These observations launched the search for compounds that could be used clinically in the differentiation therapy of hematologic disorders and malignancies, despite the differing mechanisms of action. Case reports described the first clinical use of 5-azacytidine to induce fetal hemoglobin in a patient with beta-thalassemia in 1982 (10) and in a patient with sickle cell anemia in 1983 (11). The approval of 5-azacytidine in 2004 for myelodysplastic syndrome (MDS) marked the end of a 40-year quest to find a clinical application for a compound originally synthesized in 1964 (12). Clinical experience with sodium butyrate was first reported with a partial response in a patient with acute myelogenous leukemia (AML) in 1983 (13), reviewed by Gore and Carducci (14). Although butyrate was never approved as an anticancer therapy, its evaluation and that of other short chain fatty acids led directly to the development of hydroxamic acids, notably vorinostat, now approved for the treatment of cutaneous T-cell lymphoma (CTCL) (ref. 15).
DNA Methylation as a Therapeutic Target
Recognition of the extent of aberrant methylation found in human cancer has led to the understanding that DNA methylation, if not a first hit in oncogenesis, is at least a mediator of oncologic progression. In distilling the literature surrounding this topic for this issue of CCR Focus, McCabe, Brandes, and Vertino note that cancer cells exhibit widespread loss of intergenic DNA methylation and gain of DNA methylation in promoter-associated CpG islands, defined as clusters of the CpG dinucleotide, that are normally found in an unmethylated state (16). These methylated CpG islands are often found associated with the promoters of tumor suppressor genes, such as the retinoblastoma (Rb) gene (17) or p21 (18).

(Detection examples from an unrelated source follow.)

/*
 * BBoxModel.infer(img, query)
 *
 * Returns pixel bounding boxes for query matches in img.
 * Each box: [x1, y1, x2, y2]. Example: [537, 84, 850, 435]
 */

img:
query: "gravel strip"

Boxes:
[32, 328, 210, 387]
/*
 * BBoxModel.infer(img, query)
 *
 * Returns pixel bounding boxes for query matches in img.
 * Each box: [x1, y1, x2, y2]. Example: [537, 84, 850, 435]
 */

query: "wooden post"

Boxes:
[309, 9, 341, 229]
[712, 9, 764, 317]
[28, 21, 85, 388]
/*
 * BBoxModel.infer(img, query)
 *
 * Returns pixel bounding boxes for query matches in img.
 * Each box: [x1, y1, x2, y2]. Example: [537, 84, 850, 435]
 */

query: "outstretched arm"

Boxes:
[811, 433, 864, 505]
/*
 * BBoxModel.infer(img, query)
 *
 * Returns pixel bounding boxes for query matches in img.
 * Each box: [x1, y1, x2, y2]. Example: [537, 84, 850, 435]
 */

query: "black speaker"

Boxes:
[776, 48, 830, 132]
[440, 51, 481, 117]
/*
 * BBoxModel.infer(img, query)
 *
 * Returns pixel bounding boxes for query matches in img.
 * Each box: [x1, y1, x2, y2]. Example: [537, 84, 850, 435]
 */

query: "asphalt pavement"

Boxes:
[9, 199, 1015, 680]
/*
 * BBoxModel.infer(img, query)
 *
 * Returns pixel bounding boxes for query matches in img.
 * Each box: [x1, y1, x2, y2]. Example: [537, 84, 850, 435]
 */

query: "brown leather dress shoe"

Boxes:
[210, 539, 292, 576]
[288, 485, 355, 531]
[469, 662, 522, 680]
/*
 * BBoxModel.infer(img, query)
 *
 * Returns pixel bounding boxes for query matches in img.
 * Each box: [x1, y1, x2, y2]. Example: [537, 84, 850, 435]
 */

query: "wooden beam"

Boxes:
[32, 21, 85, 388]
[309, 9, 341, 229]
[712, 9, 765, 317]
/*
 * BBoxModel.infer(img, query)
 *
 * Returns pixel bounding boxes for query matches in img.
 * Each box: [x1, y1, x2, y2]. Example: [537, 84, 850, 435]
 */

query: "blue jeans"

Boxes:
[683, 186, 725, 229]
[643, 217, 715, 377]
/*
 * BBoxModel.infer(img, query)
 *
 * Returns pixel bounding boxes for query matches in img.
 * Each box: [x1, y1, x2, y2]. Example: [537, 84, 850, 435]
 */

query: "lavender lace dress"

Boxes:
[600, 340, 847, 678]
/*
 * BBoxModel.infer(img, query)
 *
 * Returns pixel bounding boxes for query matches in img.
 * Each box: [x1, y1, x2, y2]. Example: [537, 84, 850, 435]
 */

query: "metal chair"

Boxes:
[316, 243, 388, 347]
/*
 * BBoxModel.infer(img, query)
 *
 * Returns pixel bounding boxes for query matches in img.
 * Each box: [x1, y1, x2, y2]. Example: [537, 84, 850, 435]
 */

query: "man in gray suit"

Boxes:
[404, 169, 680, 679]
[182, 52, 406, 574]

As new methods for examining genome-wide methylation patterns have become available, the extent to which aberrant and varying methylation patterns exist in human cancer has begun to emerge. Neither the trigger, nor the initiating event, nor the sequence of events that follow and give rise to hypermethylation, nor the mechanisms underlying the selection of a high prevalence of tumor suppressor genes for methylation have been determined. McCabe and colleagues illustrate the multiple pathways involved in hypermethylation (16), leading to the sobering realization that, although we have been successful with one strategy for reducing hypermethylation with the nucleoside analogs 5-aza-2′-deoxycytidine or 5-azacytidine (now understood to function as DNA methyltransferase (DNMT) inhibitors following their incorporation into DNA), we are still far from understanding how to normalize DNA methylation in cancer. However, the progress made in basic science has allowed the identification of multiple genes in which methylation has potential clinical application in diagnosis, early detection, prognosis, or therapy outcome.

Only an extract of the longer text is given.